Dalam hal perselisihan antara suami dan istri, suami tidak berhak menghukum istri kecuali karena kebejatan yang nyata. Dalam hal itu empat warga terhormat di lingkungannya harus memberi kesaksian bahwa sang istri telah benar-benar bersalah karena perbuatan asusila. Namun, suami harus mulai dengan menegurnya. Jika istri tetap dalam perbuatannya, suami harus berpisah darinya selama jangka waktu yang tidak boleh melebihi empat bulan. Ini berarti penghentian hubungan suami-istri tetapi suami masih akan terikat untuk menghidupi istri.

Jika masa pisah-ranjang melebihi empat bulan, suami akan dipaksa oleh hukum untuk melanjutkan hubungan suami-istri dengan istri. Jika penghentian hubungan itu juga tidak mempunyai efek perbaikan atas perilaku istri dan kesaksian empat orang bertakwa di lingkungannya tersedia, istri boleh dihukum oleh suami tetapi tulang-tulangnya tidak boleh dilukai dan tidak boleh tertinggal memar atau bekas pada tubuhnya.
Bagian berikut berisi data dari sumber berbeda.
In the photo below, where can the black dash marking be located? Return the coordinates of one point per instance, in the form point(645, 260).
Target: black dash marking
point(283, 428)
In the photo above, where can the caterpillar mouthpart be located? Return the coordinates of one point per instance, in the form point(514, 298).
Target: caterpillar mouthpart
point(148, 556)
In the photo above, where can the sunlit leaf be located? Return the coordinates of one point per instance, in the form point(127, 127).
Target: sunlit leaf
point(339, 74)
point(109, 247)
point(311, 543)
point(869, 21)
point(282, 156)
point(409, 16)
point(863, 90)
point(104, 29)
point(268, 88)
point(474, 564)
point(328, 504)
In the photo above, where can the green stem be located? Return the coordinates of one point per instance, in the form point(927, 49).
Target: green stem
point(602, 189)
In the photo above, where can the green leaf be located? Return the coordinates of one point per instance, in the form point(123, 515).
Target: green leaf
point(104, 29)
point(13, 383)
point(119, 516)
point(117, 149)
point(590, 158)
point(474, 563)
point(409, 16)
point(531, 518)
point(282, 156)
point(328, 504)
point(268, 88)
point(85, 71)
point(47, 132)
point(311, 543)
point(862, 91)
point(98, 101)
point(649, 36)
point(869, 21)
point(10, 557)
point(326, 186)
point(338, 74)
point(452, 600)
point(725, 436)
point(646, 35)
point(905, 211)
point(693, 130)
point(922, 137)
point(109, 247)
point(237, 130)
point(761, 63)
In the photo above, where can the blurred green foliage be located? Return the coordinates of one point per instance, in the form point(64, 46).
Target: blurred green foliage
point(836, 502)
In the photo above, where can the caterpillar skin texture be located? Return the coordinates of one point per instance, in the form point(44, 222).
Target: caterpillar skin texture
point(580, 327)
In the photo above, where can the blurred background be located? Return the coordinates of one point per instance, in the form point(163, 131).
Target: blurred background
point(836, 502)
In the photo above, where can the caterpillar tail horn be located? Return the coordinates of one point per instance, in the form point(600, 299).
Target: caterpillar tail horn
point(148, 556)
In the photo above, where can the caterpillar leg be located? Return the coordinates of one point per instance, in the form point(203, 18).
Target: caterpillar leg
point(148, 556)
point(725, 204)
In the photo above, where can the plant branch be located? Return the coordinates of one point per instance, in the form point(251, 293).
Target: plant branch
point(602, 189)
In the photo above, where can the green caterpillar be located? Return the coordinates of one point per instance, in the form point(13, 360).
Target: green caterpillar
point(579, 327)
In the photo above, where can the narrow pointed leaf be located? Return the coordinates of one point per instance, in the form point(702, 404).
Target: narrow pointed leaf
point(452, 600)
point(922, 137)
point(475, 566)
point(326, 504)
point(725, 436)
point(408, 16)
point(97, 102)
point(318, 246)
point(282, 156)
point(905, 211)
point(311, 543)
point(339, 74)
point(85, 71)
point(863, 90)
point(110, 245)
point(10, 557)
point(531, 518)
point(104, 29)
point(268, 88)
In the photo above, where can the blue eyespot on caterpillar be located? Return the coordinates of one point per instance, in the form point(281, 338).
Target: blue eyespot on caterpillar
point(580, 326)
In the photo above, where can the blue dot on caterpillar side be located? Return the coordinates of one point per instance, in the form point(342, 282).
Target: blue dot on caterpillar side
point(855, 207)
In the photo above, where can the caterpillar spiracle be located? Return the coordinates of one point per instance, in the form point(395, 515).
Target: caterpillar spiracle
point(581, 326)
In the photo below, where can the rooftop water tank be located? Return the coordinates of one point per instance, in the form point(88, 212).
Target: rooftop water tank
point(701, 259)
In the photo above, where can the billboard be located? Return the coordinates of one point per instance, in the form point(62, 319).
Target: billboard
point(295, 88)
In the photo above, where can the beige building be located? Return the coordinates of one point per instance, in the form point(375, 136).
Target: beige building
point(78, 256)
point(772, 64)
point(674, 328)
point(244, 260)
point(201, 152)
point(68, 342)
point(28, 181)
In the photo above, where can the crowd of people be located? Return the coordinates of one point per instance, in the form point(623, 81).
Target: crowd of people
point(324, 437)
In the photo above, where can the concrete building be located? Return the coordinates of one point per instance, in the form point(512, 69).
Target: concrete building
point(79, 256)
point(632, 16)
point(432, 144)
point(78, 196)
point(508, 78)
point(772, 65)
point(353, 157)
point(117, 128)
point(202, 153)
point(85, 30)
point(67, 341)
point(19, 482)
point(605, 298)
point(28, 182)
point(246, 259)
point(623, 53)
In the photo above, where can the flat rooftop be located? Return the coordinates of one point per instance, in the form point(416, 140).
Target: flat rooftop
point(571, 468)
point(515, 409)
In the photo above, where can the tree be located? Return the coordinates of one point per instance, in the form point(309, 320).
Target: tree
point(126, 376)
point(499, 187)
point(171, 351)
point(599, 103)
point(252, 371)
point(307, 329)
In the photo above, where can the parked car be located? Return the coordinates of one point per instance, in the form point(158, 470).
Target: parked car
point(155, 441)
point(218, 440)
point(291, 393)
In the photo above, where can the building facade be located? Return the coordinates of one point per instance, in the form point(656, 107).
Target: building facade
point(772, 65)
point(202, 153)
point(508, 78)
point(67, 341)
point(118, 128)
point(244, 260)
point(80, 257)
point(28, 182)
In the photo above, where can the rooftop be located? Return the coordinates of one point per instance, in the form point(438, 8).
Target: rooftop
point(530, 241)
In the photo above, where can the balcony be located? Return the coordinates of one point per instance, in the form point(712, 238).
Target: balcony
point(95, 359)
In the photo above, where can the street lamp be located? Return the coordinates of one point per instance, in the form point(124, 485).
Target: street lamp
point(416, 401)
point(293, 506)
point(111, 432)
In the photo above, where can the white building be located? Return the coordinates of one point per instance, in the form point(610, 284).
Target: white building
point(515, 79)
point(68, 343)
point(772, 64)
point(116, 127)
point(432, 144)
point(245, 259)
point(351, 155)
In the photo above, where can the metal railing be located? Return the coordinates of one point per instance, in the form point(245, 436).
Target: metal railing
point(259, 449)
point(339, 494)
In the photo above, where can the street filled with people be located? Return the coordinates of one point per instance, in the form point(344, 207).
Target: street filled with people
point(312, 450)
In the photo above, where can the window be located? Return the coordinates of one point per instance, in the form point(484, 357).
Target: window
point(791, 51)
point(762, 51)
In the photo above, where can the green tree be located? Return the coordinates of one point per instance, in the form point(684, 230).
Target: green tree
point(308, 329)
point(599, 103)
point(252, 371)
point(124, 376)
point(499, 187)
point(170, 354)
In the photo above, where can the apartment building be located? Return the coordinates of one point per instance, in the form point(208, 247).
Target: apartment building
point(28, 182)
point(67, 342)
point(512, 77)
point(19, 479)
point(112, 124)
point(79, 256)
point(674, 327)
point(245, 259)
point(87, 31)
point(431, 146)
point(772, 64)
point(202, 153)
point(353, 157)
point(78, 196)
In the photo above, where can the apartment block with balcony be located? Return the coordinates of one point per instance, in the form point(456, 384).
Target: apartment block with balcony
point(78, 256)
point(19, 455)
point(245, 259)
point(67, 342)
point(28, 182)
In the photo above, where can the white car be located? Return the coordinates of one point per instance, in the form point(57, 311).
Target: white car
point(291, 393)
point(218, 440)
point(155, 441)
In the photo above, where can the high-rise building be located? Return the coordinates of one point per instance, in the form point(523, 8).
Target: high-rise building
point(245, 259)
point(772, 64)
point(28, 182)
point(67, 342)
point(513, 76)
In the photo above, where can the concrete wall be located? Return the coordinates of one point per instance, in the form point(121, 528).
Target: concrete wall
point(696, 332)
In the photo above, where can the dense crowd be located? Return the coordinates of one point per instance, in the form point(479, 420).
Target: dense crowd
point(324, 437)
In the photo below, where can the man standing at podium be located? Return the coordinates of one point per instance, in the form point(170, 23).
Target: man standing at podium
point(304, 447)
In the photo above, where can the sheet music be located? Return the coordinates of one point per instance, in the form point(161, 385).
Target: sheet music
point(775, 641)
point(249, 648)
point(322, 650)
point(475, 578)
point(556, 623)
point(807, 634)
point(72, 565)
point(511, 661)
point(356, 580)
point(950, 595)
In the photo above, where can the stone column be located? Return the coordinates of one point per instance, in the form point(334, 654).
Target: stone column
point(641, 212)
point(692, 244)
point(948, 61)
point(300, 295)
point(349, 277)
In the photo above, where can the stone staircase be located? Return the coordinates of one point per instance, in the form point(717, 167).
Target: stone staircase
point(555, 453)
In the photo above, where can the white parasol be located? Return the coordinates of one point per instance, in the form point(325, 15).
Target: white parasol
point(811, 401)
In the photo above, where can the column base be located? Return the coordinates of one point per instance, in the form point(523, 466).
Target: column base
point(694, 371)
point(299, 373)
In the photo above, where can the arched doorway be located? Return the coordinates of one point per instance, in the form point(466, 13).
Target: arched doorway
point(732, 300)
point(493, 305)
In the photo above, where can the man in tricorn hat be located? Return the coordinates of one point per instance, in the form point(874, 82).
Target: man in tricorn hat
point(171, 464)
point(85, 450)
Namun, semua ini ditentukan hanya dalam kasus-kasus perbuatan yang nyata-nyata asusila. Suami tidak berhak menghukum istri untuk kesalahan-kesalahan lain atau pelalaian tugas/tanggung jawab.

Suami wajib menafkahi istrinya, sekalipun si istri kaya dan si suami miskin. Suami diperintahkan untuk berlaku baik dan sayang dengan istri. Allah berfirman bahwa bahkan dalam hal-hal perselisihan perlakuan suami terhadap istri harus baik dan penuh kasih sayang. Rasulullah saw. bersabda, ‘Ingatlah bahwa aku memerintahkanmu untuk berlaku baik dengan wanita.’ Beliau juga bersabda, ‘Suami tidak boleh membenci istrinya. Bila ia tidak menyukai satu hal padanya, tentulah ada banyak hal baik padanya yang dia sukai.’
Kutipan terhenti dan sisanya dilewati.